Para o setor, o horizonte de longo prazo é o ponto central. "A mineração exige investimentos intensivos e ciclos produtivos que frequentemente chegam a 40 anos. Por isso, previsibilidade e estabilidade, especialmente a fiscal, são premissas indispensáveis para atrair investimento de longo prazo", explicou Pablo Cesário, do Instituto Brasileiro de Mineração.
O ministro de Minas e Energia, Alexandre Silveira, afirmou que a lei será importante para o Brasil conhecer melhor seus recursos. "O Brasil vai conhecer em profundidade seus recursos e preservar a capacidade de decisão sobre suas cadeias produtivas", disse. Ele explicou que o Serviço Geológico do Brasil terá aumento de verba, de R$ 8 milhões para R$ 300 milhões, para investir em pesquisa de conhecimento do solo.
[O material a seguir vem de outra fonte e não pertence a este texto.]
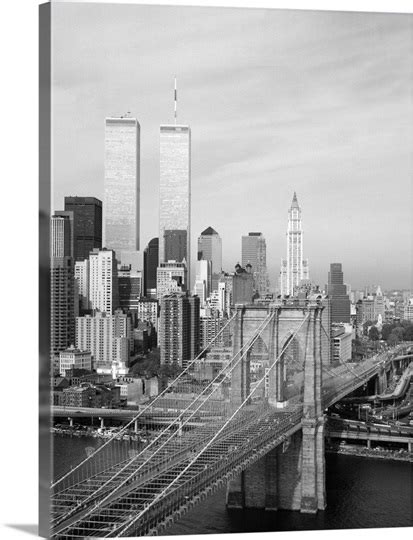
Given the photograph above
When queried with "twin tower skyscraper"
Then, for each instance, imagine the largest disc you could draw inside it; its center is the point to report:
(121, 208)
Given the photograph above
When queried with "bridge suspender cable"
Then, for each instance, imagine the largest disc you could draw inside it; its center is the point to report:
(224, 371)
(142, 411)
(123, 530)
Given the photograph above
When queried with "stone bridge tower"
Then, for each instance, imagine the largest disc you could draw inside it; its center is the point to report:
(291, 476)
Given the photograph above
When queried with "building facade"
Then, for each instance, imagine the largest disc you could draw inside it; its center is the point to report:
(121, 210)
(294, 268)
(203, 280)
(82, 284)
(130, 283)
(63, 304)
(60, 236)
(103, 281)
(151, 263)
(171, 277)
(254, 252)
(108, 338)
(210, 249)
(179, 328)
(175, 192)
(337, 291)
(73, 358)
(87, 225)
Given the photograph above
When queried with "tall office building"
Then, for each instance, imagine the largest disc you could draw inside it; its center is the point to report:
(210, 249)
(175, 193)
(151, 262)
(63, 297)
(254, 252)
(337, 291)
(108, 338)
(60, 236)
(179, 328)
(69, 230)
(202, 287)
(122, 185)
(82, 282)
(130, 284)
(103, 281)
(294, 268)
(62, 306)
(170, 277)
(87, 225)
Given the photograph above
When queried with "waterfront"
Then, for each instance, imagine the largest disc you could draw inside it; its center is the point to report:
(361, 493)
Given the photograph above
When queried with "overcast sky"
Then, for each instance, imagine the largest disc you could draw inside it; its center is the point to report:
(316, 102)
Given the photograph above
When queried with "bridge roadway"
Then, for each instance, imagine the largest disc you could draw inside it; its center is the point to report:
(153, 417)
(144, 495)
(337, 428)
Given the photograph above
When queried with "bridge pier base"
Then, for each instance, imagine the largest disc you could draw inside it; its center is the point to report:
(289, 477)
(313, 467)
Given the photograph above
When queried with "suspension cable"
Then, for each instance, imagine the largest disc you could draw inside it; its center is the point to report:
(124, 528)
(143, 410)
(224, 371)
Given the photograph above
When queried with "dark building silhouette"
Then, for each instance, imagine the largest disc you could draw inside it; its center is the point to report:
(68, 217)
(87, 225)
(243, 285)
(179, 328)
(175, 242)
(151, 261)
(337, 292)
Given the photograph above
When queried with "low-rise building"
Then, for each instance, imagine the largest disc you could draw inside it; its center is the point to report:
(131, 389)
(73, 358)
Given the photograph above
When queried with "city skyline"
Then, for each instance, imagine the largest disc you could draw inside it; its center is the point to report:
(322, 129)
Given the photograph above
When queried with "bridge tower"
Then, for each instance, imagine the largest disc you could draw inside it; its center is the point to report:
(292, 475)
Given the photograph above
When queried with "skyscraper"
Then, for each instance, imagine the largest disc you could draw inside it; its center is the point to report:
(103, 281)
(63, 294)
(210, 249)
(202, 287)
(293, 268)
(87, 225)
(151, 262)
(175, 193)
(61, 236)
(254, 252)
(179, 328)
(337, 291)
(122, 185)
(69, 230)
(108, 338)
(170, 277)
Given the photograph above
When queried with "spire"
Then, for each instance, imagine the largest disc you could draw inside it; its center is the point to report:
(175, 100)
(294, 204)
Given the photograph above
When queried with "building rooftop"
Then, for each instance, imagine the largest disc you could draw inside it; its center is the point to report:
(209, 231)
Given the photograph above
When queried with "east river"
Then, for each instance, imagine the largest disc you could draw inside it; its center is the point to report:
(361, 492)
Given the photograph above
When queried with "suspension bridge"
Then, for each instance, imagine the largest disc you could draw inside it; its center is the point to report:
(262, 436)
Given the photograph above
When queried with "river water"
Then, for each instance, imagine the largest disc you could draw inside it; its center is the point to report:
(361, 492)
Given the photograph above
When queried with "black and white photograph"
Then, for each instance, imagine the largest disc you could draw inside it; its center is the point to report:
(226, 294)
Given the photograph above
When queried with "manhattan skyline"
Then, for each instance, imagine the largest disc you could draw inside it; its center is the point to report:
(312, 102)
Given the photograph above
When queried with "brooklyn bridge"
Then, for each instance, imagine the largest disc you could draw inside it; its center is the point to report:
(262, 437)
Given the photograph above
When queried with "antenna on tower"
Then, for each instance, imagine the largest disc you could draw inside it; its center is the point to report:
(175, 100)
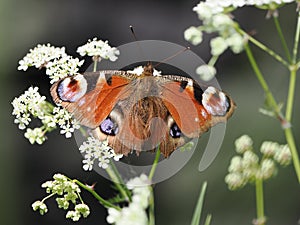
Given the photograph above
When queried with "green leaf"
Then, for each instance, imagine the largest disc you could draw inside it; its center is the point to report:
(198, 209)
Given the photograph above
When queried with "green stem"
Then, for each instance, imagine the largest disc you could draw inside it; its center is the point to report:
(290, 98)
(263, 47)
(208, 219)
(296, 40)
(282, 39)
(115, 178)
(291, 142)
(213, 60)
(259, 201)
(154, 165)
(95, 66)
(151, 209)
(261, 79)
(121, 181)
(49, 196)
(104, 202)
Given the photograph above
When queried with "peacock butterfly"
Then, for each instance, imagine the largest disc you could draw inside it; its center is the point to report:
(142, 112)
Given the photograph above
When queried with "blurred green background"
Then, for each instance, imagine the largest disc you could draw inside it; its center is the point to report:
(68, 23)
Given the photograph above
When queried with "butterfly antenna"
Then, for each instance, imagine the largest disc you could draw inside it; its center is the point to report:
(136, 39)
(173, 56)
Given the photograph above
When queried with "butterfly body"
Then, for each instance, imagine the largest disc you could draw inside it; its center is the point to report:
(142, 112)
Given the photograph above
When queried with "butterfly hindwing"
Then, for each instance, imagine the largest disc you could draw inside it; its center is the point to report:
(142, 112)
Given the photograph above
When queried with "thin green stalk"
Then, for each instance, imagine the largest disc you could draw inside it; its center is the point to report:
(121, 181)
(198, 209)
(115, 178)
(213, 60)
(261, 78)
(49, 196)
(259, 201)
(95, 66)
(208, 219)
(154, 165)
(282, 39)
(296, 40)
(151, 209)
(291, 142)
(104, 202)
(263, 47)
(290, 98)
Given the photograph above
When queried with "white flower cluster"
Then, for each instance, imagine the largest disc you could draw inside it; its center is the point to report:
(134, 213)
(57, 63)
(62, 67)
(206, 72)
(32, 104)
(209, 7)
(246, 167)
(99, 49)
(220, 23)
(94, 149)
(68, 192)
(40, 56)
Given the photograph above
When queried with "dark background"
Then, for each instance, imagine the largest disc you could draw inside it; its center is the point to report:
(24, 167)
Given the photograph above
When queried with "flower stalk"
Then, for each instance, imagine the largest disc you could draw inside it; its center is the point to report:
(259, 201)
(104, 202)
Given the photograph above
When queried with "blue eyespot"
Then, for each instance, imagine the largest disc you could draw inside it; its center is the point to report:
(109, 127)
(175, 132)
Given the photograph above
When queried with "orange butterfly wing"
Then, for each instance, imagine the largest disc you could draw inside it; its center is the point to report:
(103, 91)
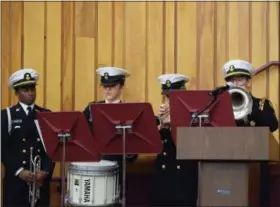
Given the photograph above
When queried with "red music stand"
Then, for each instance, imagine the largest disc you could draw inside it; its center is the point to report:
(67, 139)
(184, 105)
(125, 128)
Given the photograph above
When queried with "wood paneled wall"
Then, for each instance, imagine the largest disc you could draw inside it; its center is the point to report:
(65, 42)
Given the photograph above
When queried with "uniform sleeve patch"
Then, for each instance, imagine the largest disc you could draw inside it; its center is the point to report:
(261, 104)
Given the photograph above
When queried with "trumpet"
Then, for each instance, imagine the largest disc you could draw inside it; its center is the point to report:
(34, 190)
(242, 102)
(164, 119)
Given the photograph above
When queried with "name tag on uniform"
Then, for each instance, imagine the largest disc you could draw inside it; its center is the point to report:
(17, 121)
Após a assinatura, Lula defendeu o investimento na formação de novos profissionais e convidou universidades e institutos federais a participar da criação de novos cursos "para não ficarmos devendo a ninguém no mundo em preparação". O presidente também assinou o decreto que cria o Conselho Nacional para Industrialização de Minerais Críticos e Estratégicos, responsável por coordenação, planejamento e acompanhamento da política.
Os minerais críticos e as terras raras são insumos indispensáveis para as indústrias de tecnologia, automobilística, defesa e para a transição energética. Minerais críticos são aqueles cujo suprimento pode envolver riscos como concentração geográfica da produção, dependência externa, instabilidade geopolítica, limitações tecnológicas, interrupção no fornecimento e dificuldade de substituição.
Terras raras são um grupo específico de minerais críticos: 17 elementos químicos dispersos na natureza, o que dificulta a extração, e essenciais para turbinas eólicas, smartphones, carros elétricos e sistemas de defesa. Com cerca de 21 milhões de toneladas, a reserva brasileira é a segunda maior já mapeada no mundo, atrás apenas da China, com aproximadamente 44 milhões de toneladas. Apenas cerca de 25% do território nacional foi mapeado, o que indica potencial ainda desconhecido.
A definição de quais minerais são estratégicos ou críticos varia por país e pode mudar conforme avanços tecnológicos, descobertas geológicas, mudanças geopolíticas e evolução da demanda.